Zurich se presentaba como un puzzle, como una historia de pérdida y depresión con un montaje fragmentado para potenciar el dolor y facilitar la comprensión y la empatía por su personaje principal. Pero la película de Sacha Polak es un puzzle de solo dos piezas desordenadas, cuyo prólogo promete un resultado final inquietante a la par que interesante, que al unirlas forman un todo que, no solo ni inquieta ni interesa sino que además no encajan como se supone que es el objetivo del juego. Tras el prólogo en cuestión, la segunda parte de la historia nos muestra a una mujer perdida, sin un rumbo fijo al que dirigirse por las autopistas de Suiza por las que transita subida en trailers a los que se acopla en bares de carretera. Las pistas que nos va ofreciendo la directora sobre su personaje principal en esta segunda parte configurada como una road movie, son tan desconcertantes como su comportamiento, utilizando además un montaje (al margen de las dos partes intercambiadas) completamente aleatorio con el que se suceden escenas sin un desarrollo argumental lógico. Pero aún más incomprensible se vuelve cuando, tras insertar el flashback que ocupa la primera parte, no ofrece las respuestas a las preguntas planteadas anteriormente ni una definición clara del personaje con la que poder entender ese todo que pretende componer con sus dos piezas.

El abrazo de la serpiente

El abrazo de la serpiente

Más partes diferenciadas de un todo ofrece la primera incursión que hacemos en la sección Gran Angular, con una de las películas más importantes del año, la colombiana El abrazo de la serpiente que ya pasó por, entre otros, los festivales de Cannes y San Sebastián. Sus divisiones en este caso no son tan abruptas como las de Zurich sino que intercala dos momentos temporales en el mismo espacio geográfico, sin que ello suponga una ruptura formal o argumental. Los diarios del explorador Koch-Grunberg y del biólogo Evans Schultes inspiran esta historia de la búsqueda de una planta sagrada en el Amazonas comandada en ambos años, 1909 y 1940, por un solitario chamán alejado de su tribu. Rodada con una fotografía en blanco y negro que remite a las épocas en las que se desarrolla la acción, la película de Ciro Guerra hace un repaso por las consecuencias destructivas que el colonialismo dejó a su paso por la selva amazónica, tanto ambientales como sociales, con la estructura de las películas de aventuras más clásicas.

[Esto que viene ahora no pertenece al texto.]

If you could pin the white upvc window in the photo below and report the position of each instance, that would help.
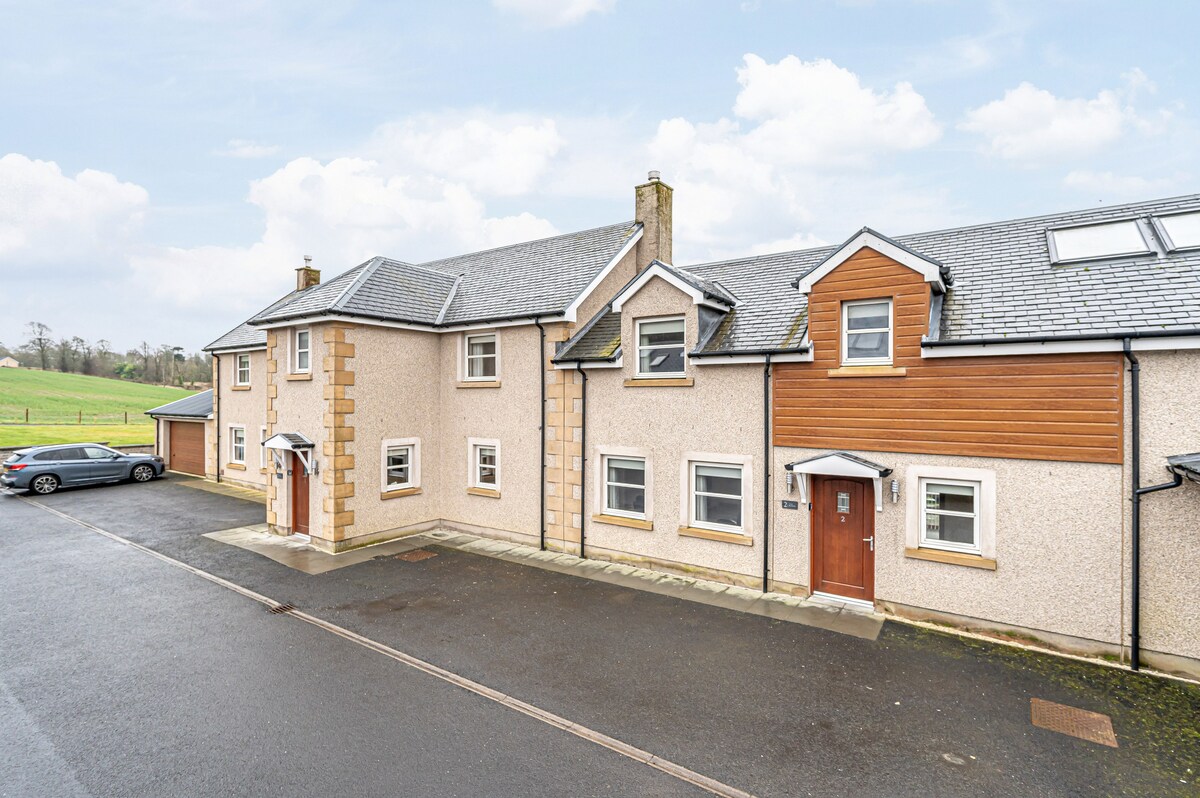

Todo ello contribuye a hacer de El abrazo de la serpiente un film hipnótico y al mismo tiempo cargado de tensión y suspense, y que es de lo mejor que hemos visto hasta ahora en este FICX que está resultando bastante más descafeinado (y no por las cantidades ingentes de cafeína que llevamos encima) de lo que fue el año pasado. Y nos quedan sólo dos días.